Felix’s compatriot Taylor has been partly responsible for the triple jump renaissance this year. The 2011 world champion jumped beyond 18 metres in Doha last month to finish a close second to world leader Pedro Pablo Pichardo.

Ever since, the men’s triple jump has been one of the most eagerly anticipated events at international competitions this summer.

“Since I got into the sport at the professional level, it has been my goal to bring more attention not just to the triple jump, but to field events in general. A lot of times those events are overshadowed, and sometimes fairly so because a lot of phenomenal stuff happens on the track.

“The distances being achieved now are mind blowing. I was just a small kid when the world record was broken but I remember watching it on YouTube and I didn’t think it would ever be possible for me to jump those distances. But after Doha, it became real to me.

“Sometimes the best things in life happen when you least expect them. It really shocked me to jump that far that early in the season. My body was in total shock afterwards; I couldn’t eat, I couldn’t sleep, I couldn’t train.

“I surprised myself getting to 18 metres in Doha. Being out of championships mode, I thought it would take perfect speed and perfect wind conditions. I like to leave it to my sixth jump; I think that will break my coach pretty soon.”

Much like the high jump in the past two years, fans of the sport are now simply waiting for the world record to be broken in the triple jump.

Taylor also believes that Jonathan Edwards’ mark of 18.29m could fall at any moment, but cannot predict the kind of distance that he and Pichardo may be capable of jumping.

“I don’t want to put a number on it,” he said. “But I think it will take something crazy to win in Beijing, hopefully something over the world record. Pichardo is always knocking on 18 metres meet after meet. I’d like to put something big out there tomorrow to show I’m also here to play.”
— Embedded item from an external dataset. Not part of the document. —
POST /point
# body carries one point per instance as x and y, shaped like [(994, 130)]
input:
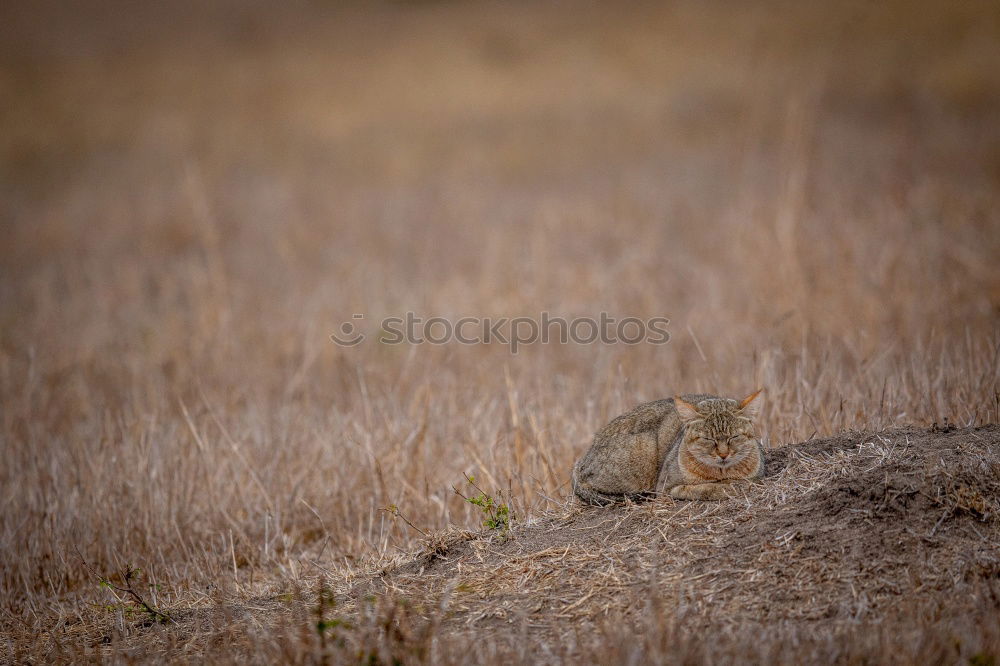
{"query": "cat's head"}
[(719, 431)]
Like Felix, Taylor has a wildcard entry for the World Championships as the 2014 triple jump Diamond Race winner. He will contest the long jump at the US Championships later this month.

“It would be cool if I could qualify for that also,” said Taylor, who will compete in the long jump at the IAAF Diamond League meeting in Oslo next week. “I don’t know if I’d double up at the World Championships, but just to have the option would be cool.”
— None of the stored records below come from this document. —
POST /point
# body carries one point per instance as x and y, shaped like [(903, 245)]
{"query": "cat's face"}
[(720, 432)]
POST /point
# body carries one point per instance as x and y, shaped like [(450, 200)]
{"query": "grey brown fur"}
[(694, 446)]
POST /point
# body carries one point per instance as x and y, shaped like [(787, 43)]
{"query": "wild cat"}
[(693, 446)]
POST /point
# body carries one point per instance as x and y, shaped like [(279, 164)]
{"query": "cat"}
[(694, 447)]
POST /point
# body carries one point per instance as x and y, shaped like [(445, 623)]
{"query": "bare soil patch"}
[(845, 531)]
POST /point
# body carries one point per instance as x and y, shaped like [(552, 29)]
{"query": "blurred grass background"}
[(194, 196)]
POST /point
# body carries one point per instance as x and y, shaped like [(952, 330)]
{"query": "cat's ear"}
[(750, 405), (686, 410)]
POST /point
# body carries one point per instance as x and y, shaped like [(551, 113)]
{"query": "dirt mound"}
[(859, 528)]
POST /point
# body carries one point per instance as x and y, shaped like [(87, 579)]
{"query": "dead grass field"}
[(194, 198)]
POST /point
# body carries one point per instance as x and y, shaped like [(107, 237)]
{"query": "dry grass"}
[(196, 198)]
“And can I just point out,” Rutherford interjected at this point, “I’ve never actually beaten Christian in a Diamond League long jump competition, which is really annoying.”

The European champion will also compete in Oslo next week, but first he is aiming to get through the competition in Birmingham unscathed.
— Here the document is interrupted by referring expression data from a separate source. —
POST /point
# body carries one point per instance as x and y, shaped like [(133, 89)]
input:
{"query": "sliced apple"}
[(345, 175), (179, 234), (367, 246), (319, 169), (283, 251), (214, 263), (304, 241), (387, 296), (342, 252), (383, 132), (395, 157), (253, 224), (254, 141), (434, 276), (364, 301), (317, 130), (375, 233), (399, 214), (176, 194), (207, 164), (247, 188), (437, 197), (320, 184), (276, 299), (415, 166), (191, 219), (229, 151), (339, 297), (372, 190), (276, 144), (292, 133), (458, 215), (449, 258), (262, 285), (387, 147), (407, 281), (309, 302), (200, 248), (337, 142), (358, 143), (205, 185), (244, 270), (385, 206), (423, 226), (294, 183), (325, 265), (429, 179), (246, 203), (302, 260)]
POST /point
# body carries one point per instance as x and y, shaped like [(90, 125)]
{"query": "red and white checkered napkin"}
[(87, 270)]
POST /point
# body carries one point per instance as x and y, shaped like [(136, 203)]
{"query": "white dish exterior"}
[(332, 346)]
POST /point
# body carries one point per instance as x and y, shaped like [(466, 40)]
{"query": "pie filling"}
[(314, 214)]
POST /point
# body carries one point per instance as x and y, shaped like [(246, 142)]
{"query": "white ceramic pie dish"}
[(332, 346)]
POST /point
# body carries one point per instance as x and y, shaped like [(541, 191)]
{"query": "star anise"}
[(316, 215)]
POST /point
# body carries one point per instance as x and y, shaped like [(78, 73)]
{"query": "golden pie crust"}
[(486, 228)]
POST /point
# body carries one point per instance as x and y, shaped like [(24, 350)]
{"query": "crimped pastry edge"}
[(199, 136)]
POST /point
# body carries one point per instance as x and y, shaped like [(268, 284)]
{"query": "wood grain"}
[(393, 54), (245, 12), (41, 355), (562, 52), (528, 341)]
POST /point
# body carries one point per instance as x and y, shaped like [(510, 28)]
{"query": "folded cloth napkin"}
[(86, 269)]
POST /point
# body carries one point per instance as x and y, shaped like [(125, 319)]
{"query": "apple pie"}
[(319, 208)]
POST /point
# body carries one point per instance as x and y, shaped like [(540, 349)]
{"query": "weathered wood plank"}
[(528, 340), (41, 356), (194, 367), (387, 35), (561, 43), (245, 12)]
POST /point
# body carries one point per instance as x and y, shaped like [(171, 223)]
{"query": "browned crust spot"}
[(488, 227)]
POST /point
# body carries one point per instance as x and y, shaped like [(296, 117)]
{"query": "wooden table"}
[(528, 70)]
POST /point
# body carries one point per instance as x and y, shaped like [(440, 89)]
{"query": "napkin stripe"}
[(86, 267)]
“It’s been a bit of an up-and-down season so far, to be honest,” he said. “I had to pull out of the competition in Beijing three weeks ago because I tore my adductors while competing in Shanghai. I was probably in the shape of my life up until that point so it was a bit of a frustrating one. But hopefully it’s all fine now and I’ve been assured the injury shouldn’t reoccur.

“Sadly, it seems to be that I usually pick up one or two small injuries each year,” he added.

“Hopefully I’ve got rid of them for this year and I won’t have anything else for the rest of the year. My body is stronger now and it has had to adapt. I’m much quicker and I’ve had to move my run-up back by a metre, which is quite a big difference.”

Rutherford will also be aiming to return to the Birds Nest Stadium this year with the aim of producing a better result than his appearance at the 2008 Olympic Games where he finished 10th.

“That was a very difficult time for me because I’d suffered the loss of someone very close to me just days before I left for Beijing,” he said. “But I hope rectify that by adding the final title to my collection.”